Within a few years, the United States is expected to become a net exporter of natural gas, thanks to the shale gas boom that has driven nationwide production to historic levels since 2008, a ConocoPhillips executive told the Albuquerque Economic Forum on Wednesday morning.
The country’s “energy renaissance” has completely reversed the long-term outlook for U.S. energy independence, said Terri King, director of oil and gas operations for New Mexico.
“Previously, federal estimates projected the U.S. would import about 17 billion cubic feet per day of natural gas by 2015,” King said. “But by 2007, that outlook changed because of the shale gas revolution. Now, the forecast is for no imports by 2016, and exports of 7 (billion cubic feet) per day by 2025.”
Since the mid-2000s, modern techniques of hydraulic fracturing and horizontal drilling have opened up vast natural gas deposits in hard-rock shale formations in the Northeast, Midwest and South.
Last year, domestic production reached 25.62 trillion cubic feet of natural gas, according to the U.S. Energy Information Administration. That’s up 35 percent from 2005, and it marks the country’s eighth straight year of growth.
“We have about 20 major areas of activity in the country now,” King said. “We have huge deposits of hydrocarbons. …We’re looking at conservatively a century of supply.”
With domestic supply now exceeding demand, the industry is pursuing export strategies, with about 50 new projects for liquid natural gas export terminals awaiting government approval, King said.
Tapping foreign markets is key to sustaining production growth, because those markets offer far higher returns than in the United States, where oversupply has severely depressed prices. Producers earn about $3.90 per 1,000 cubic feet in the U.S. today, down from more than $13 in 2008.

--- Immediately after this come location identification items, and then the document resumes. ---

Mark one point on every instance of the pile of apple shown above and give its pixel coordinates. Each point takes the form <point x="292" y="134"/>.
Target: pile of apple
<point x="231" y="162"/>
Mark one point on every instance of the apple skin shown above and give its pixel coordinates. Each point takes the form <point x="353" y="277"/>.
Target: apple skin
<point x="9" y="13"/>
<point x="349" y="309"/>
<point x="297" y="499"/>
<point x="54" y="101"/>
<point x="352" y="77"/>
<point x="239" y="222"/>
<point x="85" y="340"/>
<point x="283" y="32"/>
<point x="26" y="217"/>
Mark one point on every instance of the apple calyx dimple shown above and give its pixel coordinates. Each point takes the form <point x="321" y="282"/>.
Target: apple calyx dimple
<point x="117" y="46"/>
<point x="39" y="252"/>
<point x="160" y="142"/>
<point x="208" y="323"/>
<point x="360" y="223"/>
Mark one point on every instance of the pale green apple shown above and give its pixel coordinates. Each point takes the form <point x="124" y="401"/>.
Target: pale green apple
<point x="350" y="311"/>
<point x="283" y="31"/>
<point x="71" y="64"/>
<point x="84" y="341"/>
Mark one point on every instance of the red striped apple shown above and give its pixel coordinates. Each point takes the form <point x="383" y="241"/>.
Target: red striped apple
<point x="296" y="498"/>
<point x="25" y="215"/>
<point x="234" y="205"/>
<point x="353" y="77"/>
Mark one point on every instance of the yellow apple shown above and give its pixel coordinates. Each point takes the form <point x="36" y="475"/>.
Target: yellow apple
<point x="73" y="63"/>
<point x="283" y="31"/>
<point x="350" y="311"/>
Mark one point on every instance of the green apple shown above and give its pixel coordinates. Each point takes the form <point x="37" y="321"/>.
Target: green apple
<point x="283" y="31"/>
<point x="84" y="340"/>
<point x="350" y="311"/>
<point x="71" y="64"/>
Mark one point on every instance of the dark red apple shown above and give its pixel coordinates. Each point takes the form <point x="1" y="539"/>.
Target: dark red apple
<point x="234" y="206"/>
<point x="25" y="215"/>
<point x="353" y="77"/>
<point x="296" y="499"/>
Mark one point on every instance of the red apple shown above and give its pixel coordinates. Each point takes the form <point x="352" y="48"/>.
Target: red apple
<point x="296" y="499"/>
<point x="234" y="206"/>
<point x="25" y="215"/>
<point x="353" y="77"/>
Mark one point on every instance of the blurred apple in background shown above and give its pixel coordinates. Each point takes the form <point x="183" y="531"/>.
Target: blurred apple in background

Producers can earn more than $8 per 1,000 cubic feet in the United Kingdom, and more than $16 in Japan, King said.
Higher prices are also critical to reviving natural gas production in the San Juan Basin in northwestern New Mexico, where the national shale gas boom has had a boomerang effect.
New Mexico production fell to 1.215 trillion cubic feet in 2013, down 29 percent from the state’s peak production in 2001, according to the New Mexico Oil Conservation Division. This year, production is down slightly again, by about .05 percent as of August.
ConocoPhillips, which operates in 27 countries, is New Mexico’s No. 1 natural gas producer. About 10 percent of the company’s total annual production comes from New Mexico.